Après avoir présenté dans ce même lieu du Théâtre Athénée-Louis Jouvet "Les nègres" de Jean Genet en 2007, la jeune et talentueuse metteur en scène Cristèle Alves-Meira y revient avec "Vénus" un texte de l'auteur afro-américaine Suzan-Lori Parks qui œuvre dans le même registre.
En effet, à partir de la narration fictionnelle d'une histoire vraie, qui s'est déroulée au début du 19ème siècle colonialiste qui vit l'émergence de sciences nouvelles comme l'anthropologie et l'ethnologie, elle traite de l'universalité et l'intemporalité de deux problématiques récurrentes, celle de l'identité et de l'altérité, à travers la relativité de la vérité scientifique qui toute puissante amène à la classification du genre humain et la réaction innée de l'homme qui tient à la fascination-répulsion pour la différence.

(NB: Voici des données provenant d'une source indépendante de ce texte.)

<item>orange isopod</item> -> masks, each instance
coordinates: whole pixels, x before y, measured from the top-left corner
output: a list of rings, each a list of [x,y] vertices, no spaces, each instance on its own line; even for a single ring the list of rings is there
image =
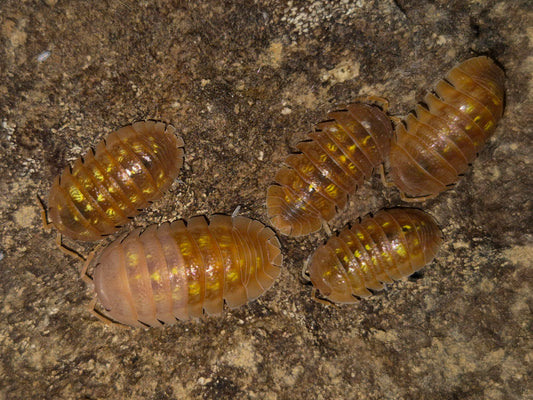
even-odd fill
[[[183,165],[183,140],[162,122],[136,122],[111,133],[56,177],[51,223],[78,240],[114,233],[160,198]]]
[[[319,230],[383,163],[392,123],[385,113],[387,102],[378,100],[383,110],[351,103],[330,112],[310,140],[297,144],[300,153],[285,159],[267,191],[268,216],[281,233],[302,236]]]
[[[355,303],[383,283],[411,275],[429,264],[442,234],[429,214],[414,208],[381,210],[319,246],[308,264],[321,295],[336,303]]]
[[[423,201],[459,180],[503,114],[504,79],[490,58],[466,60],[397,125],[389,161],[404,199]]]
[[[106,319],[161,326],[219,314],[224,300],[235,308],[256,299],[282,259],[274,231],[259,221],[214,215],[208,225],[199,216],[115,240],[101,253],[93,282]]]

Cette histoire vraie est celle de la destinée pathétique d'une esclave noire, Saartjie Baartman, baptisée la Vénus hottentote, du nom de la tribu sud-africaine à laquelle elle appartenait, qui fut exhibée en Angleterre comme un monstre de foire, au même titre que les autres freaks des zoos humains, en raison de particularités physiques, - en l'occurrence une hypertrophie des fesses et du sexe propre de surcroît à exciter l'imaginaire et la trivialité - qui ne répondaient pas aux canons de la beauté et de la normalité de l'époque érigés par les blancs, et en France comme une curiosité anatomique avant finir dépecée et dispersée au nom de la science.
Avec la même équipe à la scénographie et aux costumes (Yvan Robin et Benjamin Brett), Cristèle Alves-Meira décrypte l'écriture de Suzan Lori-Parks qui emprunte à diverses genres théâtraux, de la tragédie grecque au vaudeville en passant par le conte macabre pour procéder à la superposition des niveaux de représentation et de jeu - masques, vidéo, fantasmagorie - qui correspond à son style de prédilection en terme de dramaturgie et de mise en scène mais qui, du fait de leur surabondance, occultent parfois le fond du propos sans toutefois remettre en causeni la qualité de son travail ni la pertinence du spectacle.
Sur scène, le jeu des comédiens, parfaitement en adéquation avec l'univers ambigu dans lequel se déroule cette terrible épopée, met en évidence le dualisme presque constitutionnel de l'homme qui n'est jamais présenté de manière manichéenne.
Sous la conduite d'un inquiétant déterreur de cadavres narrateur (Julien Béramis) et la "bénédiction" d'un choeur sans affect (Céline Fuhrer, Mickaël Gaspar et Xavier Legrand), la mère monteuse de phénomènes (inquiétant Cédric Appiotto si à l'aise dans les rôles interlopes) et le baron docteur (Laurent Fernandez excellent) instrumentalise à souhait la lumineuse Gina Djamba, jeune comédienne prometteuse issue de la dernière promotion du CNSAD, qui transcende de manière très incarnée l'infortunée Vénus.